From the wikipedia page on diagonalization
An $n\;x\;n$ matrix $A$ A over a field $F$ is diagonalizable if and only if the sum of the dimensions of its eigenspaces is equal to $n$
My question is, how do I sum the dimensions of the eigenspace or any space for that matter..
Say my column space of a $3x3$ matrix is...
$$ \begin{bmatrix} 1 \\ -1 \\ 0 \end{bmatrix} \begin{bmatrix} 0 \\ -1 \\ 1 \end{bmatrix} $$
How do I "sum the dimensions?"
On
Just to add to @RossMillikan's excellent answer ...
In general, all we can say about the dimension of the sum of two vector subspaces $V$ and $W$ is that it is greater than or equal to $\max\{\dim V, \dim W\}$ and less than or equal to $\dim V + \dim W$.
However, if $V$ and $W$ are eigenspaces with distinct eigenvalues $\lambda_V$ and $\lambda_W$ then we know that the only vector they have in common is $0$ (can you prove this ?) and so we can say that
$\dim(V+W) = \dim V + \dim W$
Different eigenspaces have different eigenvalues, so this is why we can simply add the dimensions of eigenspaces to find the dimension of their sum.
The set of vectors corresponding to each eigenvalue forms a subspace. You are to take the dimension of each of these subspaces and add them up to see if it adds to the dimension of the whole space.

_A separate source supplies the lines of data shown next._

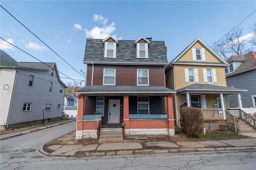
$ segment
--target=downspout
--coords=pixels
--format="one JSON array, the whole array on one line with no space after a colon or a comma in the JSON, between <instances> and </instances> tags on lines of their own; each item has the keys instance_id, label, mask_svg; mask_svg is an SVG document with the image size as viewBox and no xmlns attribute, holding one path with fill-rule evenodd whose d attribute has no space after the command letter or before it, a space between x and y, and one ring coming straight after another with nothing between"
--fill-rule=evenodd
<instances>
[{"instance_id":1,"label":"downspout","mask_svg":"<svg viewBox=\"0 0 256 170\"><path fill-rule=\"evenodd\" d=\"M14 69L15 69L14 68ZM12 89L12 97L11 97L11 102L9 107L9 111L8 112L8 116L7 117L7 121L6 122L6 127L5 128L6 129L7 129L8 128L8 125L9 125L9 121L10 120L10 116L11 115L11 110L12 110L12 101L13 101L13 97L14 94L14 91L15 90L15 86L16 85L16 81L17 81L17 75L18 75L18 71L15 70L16 73L15 73L15 78L14 78L14 81L13 83L13 88Z\"/></svg>"},{"instance_id":2,"label":"downspout","mask_svg":"<svg viewBox=\"0 0 256 170\"><path fill-rule=\"evenodd\" d=\"M172 65L172 63L170 63L170 65L173 68L173 82L174 85L174 91L176 91L176 87L175 86L175 71L174 69L174 67ZM178 109L177 109L177 93L174 95L174 100L175 100L175 115L176 116L176 124L177 127L180 128L181 128L181 127L178 124Z\"/></svg>"},{"instance_id":3,"label":"downspout","mask_svg":"<svg viewBox=\"0 0 256 170\"><path fill-rule=\"evenodd\" d=\"M93 72L94 70L94 65L93 64L93 62L92 63L92 84L91 86L92 86L92 83L93 82Z\"/></svg>"}]
</instances>

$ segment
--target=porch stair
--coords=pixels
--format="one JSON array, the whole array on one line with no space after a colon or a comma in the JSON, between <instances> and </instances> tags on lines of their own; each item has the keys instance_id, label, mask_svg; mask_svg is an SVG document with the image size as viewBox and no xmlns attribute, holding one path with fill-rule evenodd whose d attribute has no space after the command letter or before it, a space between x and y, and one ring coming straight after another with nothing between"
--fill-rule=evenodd
<instances>
[{"instance_id":1,"label":"porch stair","mask_svg":"<svg viewBox=\"0 0 256 170\"><path fill-rule=\"evenodd\" d=\"M116 129L113 129L114 131L111 131L111 129L108 130L104 130L102 129L99 139L99 143L114 143L123 142L123 132L122 130L117 130Z\"/></svg>"},{"instance_id":2,"label":"porch stair","mask_svg":"<svg viewBox=\"0 0 256 170\"><path fill-rule=\"evenodd\" d=\"M252 129L252 127L246 124L244 121L242 119L239 120L239 133L256 133L256 130Z\"/></svg>"}]
</instances>

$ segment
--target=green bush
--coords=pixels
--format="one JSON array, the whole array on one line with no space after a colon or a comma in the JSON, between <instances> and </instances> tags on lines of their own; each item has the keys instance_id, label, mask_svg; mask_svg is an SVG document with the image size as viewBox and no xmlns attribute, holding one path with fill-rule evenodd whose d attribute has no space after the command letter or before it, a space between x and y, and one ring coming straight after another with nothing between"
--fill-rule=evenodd
<instances>
[{"instance_id":1,"label":"green bush","mask_svg":"<svg viewBox=\"0 0 256 170\"><path fill-rule=\"evenodd\" d=\"M182 107L180 109L182 131L189 136L198 137L202 133L203 128L202 110L194 107Z\"/></svg>"}]
</instances>

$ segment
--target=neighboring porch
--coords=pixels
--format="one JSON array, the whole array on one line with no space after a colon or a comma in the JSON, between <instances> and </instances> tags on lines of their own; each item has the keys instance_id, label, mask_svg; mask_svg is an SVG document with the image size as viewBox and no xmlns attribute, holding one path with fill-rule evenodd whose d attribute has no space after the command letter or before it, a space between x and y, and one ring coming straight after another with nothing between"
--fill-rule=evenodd
<instances>
[{"instance_id":1,"label":"neighboring porch","mask_svg":"<svg viewBox=\"0 0 256 170\"><path fill-rule=\"evenodd\" d=\"M150 87L129 87L126 89L130 91L122 93L118 92L116 87L113 91L108 90L112 87L101 87L105 89L104 92L79 92L77 138L96 138L100 132L118 130L120 127L124 137L174 135L172 90Z\"/></svg>"}]
</instances>

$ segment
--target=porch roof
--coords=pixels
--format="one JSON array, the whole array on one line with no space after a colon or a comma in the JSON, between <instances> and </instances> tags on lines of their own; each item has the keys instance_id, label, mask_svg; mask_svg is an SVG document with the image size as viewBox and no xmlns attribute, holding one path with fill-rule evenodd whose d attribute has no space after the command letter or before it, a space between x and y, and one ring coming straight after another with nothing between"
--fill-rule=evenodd
<instances>
[{"instance_id":1,"label":"porch roof","mask_svg":"<svg viewBox=\"0 0 256 170\"><path fill-rule=\"evenodd\" d=\"M194 84L177 90L179 94L186 93L218 93L238 94L242 91L247 91L248 90L237 89L233 87L223 87L209 84Z\"/></svg>"},{"instance_id":2,"label":"porch roof","mask_svg":"<svg viewBox=\"0 0 256 170\"><path fill-rule=\"evenodd\" d=\"M154 86L86 86L77 91L76 94L86 95L170 95L176 92L164 87Z\"/></svg>"}]
</instances>

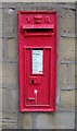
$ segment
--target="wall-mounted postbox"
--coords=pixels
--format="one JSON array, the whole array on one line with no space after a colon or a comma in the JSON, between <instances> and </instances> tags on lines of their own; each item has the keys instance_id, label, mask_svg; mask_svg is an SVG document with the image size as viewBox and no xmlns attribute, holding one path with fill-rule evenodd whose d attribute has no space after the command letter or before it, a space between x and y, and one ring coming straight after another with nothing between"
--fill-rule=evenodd
<instances>
[{"instance_id":1,"label":"wall-mounted postbox","mask_svg":"<svg viewBox=\"0 0 77 131\"><path fill-rule=\"evenodd\" d=\"M21 111L55 111L56 21L56 11L18 12Z\"/></svg>"}]
</instances>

For example, $$\begin {pmatrix} 2&0&0\\0&2&0\\0&0&1 \end {pmatrix}$$ has eigenvalues of $1,2$. The space corresponding to $1$ is vectors proportional to $(0,0,1)^T$. The space corresponding to $2$ is the one spanned by $(1,0,0)^T$ and $(0,1,0)^T$. The sum of the dimensions of these subspaces is $1+2=3$, which is the dimension of the whole space. The matrix is diagonalizable, as can be seen because it is diagonal.

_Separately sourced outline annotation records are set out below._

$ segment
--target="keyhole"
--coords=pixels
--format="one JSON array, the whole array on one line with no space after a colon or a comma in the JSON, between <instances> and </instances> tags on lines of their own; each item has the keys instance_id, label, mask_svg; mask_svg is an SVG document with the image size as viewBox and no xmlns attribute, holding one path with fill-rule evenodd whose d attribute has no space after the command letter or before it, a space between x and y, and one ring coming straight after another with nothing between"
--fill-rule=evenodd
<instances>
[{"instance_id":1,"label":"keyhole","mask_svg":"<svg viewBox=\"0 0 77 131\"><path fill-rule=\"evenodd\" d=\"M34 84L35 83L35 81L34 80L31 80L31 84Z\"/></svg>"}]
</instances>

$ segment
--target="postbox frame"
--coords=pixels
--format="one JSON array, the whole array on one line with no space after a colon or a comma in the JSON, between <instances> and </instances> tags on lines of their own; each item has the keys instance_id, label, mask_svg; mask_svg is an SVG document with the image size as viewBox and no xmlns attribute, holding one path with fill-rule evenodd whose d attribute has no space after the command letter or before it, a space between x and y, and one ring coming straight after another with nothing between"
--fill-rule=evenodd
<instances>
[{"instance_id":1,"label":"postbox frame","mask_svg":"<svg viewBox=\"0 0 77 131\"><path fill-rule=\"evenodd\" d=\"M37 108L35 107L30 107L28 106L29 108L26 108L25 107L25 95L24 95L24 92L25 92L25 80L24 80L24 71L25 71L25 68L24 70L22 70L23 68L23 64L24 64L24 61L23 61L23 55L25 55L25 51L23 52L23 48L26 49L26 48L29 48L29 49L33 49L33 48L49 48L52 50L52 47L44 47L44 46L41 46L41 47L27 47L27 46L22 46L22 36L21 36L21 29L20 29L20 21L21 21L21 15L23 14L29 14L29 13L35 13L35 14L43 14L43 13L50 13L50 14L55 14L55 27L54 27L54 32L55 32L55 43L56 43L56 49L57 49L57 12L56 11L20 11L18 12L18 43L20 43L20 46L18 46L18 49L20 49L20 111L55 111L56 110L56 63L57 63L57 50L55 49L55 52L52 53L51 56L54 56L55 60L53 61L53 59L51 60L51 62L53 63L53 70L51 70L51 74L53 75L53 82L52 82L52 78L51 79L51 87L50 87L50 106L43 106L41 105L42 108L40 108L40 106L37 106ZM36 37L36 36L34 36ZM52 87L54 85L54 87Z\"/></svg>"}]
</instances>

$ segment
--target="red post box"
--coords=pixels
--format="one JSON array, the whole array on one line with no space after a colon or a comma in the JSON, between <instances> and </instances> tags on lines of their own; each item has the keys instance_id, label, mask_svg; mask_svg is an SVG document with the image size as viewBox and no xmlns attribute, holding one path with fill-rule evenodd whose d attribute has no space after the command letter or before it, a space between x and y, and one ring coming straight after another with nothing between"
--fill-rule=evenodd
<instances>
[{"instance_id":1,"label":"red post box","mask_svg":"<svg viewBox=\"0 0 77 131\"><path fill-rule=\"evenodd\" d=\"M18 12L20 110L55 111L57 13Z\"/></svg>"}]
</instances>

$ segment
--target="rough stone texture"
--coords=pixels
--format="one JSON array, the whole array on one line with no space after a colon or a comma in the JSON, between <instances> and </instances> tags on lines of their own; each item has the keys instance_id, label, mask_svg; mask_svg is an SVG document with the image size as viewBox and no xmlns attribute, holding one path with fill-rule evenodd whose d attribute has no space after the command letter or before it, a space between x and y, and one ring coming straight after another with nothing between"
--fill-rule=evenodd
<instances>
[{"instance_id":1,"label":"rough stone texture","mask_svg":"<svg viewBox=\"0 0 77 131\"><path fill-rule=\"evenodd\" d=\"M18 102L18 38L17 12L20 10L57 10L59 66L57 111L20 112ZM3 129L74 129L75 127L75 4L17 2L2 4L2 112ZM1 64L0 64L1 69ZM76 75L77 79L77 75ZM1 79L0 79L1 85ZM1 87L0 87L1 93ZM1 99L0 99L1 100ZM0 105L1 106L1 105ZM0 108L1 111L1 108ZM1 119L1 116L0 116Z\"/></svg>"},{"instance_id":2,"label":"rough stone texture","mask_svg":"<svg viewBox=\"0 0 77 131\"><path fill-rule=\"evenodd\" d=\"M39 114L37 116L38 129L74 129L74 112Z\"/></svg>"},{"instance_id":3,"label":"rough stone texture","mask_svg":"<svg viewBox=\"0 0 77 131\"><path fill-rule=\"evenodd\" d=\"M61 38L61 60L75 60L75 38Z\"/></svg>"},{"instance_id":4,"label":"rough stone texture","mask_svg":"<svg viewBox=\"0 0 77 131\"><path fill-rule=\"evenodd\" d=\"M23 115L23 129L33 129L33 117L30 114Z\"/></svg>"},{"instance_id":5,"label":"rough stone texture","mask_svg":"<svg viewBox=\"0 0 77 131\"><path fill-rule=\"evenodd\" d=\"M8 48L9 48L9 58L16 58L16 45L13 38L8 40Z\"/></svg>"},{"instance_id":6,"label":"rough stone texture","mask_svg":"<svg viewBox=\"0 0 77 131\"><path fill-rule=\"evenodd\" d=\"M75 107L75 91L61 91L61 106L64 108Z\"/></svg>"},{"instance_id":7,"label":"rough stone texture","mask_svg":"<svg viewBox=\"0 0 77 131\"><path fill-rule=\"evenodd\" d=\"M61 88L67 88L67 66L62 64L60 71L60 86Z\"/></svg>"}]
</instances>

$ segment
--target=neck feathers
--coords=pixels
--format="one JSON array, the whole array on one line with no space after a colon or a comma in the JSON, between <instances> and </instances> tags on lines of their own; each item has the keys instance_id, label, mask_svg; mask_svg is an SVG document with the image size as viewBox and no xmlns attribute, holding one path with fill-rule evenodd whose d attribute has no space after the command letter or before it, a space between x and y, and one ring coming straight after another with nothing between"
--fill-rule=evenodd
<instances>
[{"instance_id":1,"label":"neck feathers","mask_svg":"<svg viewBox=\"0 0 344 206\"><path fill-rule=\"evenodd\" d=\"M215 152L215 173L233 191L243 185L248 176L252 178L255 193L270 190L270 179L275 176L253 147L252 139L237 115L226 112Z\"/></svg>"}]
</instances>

By contrast, $$\begin {pmatrix} 2&1&0\\0&2&0\\0&0&1 \end {pmatrix}$$ has eigenvalues of $1,2$. The space corresponding to $1$ is vectors proportional to $(0,0,1)^T$. The space corresponding to $2$ is the one spanned by$(1,0,0)^T$. The sum of the dimensions of these subspaces is $1+1=2$, which is less than the dimension of the whole space. The matrix is not diagonalizable. I haven't proven that, but the theorem promises it.